WHITE DOG DAY. Yes, today there will be screenings of a new print of Samuel Fuller's suppressed movie White Dog at The Film Forum (1:00, 5:10, 10:20).
The story of White Dog is one of the strangest in U.S. movie history. Based on writings of Romain Gary excerpted in the October 9, 1970 Life, the plot revolves around the disgusting practice of training dogs to attack black people. As a movie concept, the story floated around Hollywood for years before B-movie master Samuel Fuller finally made it into a movie in 1982.

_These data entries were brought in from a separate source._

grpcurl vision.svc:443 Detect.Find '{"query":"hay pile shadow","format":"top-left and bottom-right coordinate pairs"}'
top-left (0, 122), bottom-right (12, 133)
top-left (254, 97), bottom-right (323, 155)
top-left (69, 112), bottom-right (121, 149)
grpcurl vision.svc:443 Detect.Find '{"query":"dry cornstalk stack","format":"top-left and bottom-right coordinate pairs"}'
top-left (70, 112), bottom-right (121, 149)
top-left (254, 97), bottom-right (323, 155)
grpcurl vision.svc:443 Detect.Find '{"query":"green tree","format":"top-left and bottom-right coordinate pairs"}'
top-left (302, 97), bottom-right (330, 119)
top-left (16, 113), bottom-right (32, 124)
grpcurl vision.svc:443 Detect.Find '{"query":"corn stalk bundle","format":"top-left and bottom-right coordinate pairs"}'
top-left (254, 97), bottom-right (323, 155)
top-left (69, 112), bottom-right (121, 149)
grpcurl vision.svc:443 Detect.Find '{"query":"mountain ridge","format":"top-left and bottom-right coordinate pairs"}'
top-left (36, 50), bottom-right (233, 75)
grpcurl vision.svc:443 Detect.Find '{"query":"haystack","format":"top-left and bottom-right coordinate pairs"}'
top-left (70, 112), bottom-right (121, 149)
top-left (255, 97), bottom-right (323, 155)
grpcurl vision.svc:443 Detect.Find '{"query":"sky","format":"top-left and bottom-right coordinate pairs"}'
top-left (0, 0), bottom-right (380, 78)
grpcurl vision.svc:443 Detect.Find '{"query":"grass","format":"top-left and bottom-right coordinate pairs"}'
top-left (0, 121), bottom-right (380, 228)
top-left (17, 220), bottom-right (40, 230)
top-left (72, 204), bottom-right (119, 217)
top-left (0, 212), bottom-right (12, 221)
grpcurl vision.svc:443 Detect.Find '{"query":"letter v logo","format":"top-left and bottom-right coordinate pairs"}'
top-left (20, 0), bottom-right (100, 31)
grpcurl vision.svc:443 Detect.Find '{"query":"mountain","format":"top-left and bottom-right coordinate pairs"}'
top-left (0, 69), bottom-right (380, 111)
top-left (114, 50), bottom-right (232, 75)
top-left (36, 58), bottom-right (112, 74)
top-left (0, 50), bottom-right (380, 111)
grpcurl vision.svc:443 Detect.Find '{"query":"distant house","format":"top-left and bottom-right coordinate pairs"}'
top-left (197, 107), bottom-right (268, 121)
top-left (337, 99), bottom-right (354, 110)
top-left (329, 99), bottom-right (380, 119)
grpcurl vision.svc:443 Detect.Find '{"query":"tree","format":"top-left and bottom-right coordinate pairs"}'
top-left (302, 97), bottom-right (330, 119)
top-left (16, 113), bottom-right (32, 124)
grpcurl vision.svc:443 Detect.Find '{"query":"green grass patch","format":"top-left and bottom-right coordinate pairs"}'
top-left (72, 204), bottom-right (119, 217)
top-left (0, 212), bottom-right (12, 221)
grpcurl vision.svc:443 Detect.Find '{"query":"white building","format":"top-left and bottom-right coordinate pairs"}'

Fuller had previously portrayed the impact of racial hatred in such films as The Crimson Kimono (1959) and Shock Corridor (1963), yet even though White Dog was consistent with his fundamentally humane (albeit provocative) style, wild rumors of racism somehow spun out of control, leading Paramount to shelve the film and keep it away from U.S. (but not European) audiences for more than twenty years with very rare exceptions.
White Dog is still not legally available on video in this country, though I remain optimistic that sanity will ultimately prevail. (I take today's screening of a new print as a positive sign.) It is a good, quirky, gutsy, and acclaimed film that portrays the sickness and ugliness of racism through imagery as well as the twists and turns of its storyline.
If you can make it to the Film Forum, you can judge for yourself. Fuller co-wrote the screenplay with Curtis Hanson. Ennio Morricone wrote the music. The cast includes Kristy McNichol, Burl Ives, Paul Winfield, cult actor Dick Miller, and Fuller, his wife Christa, and their daughter Samantha.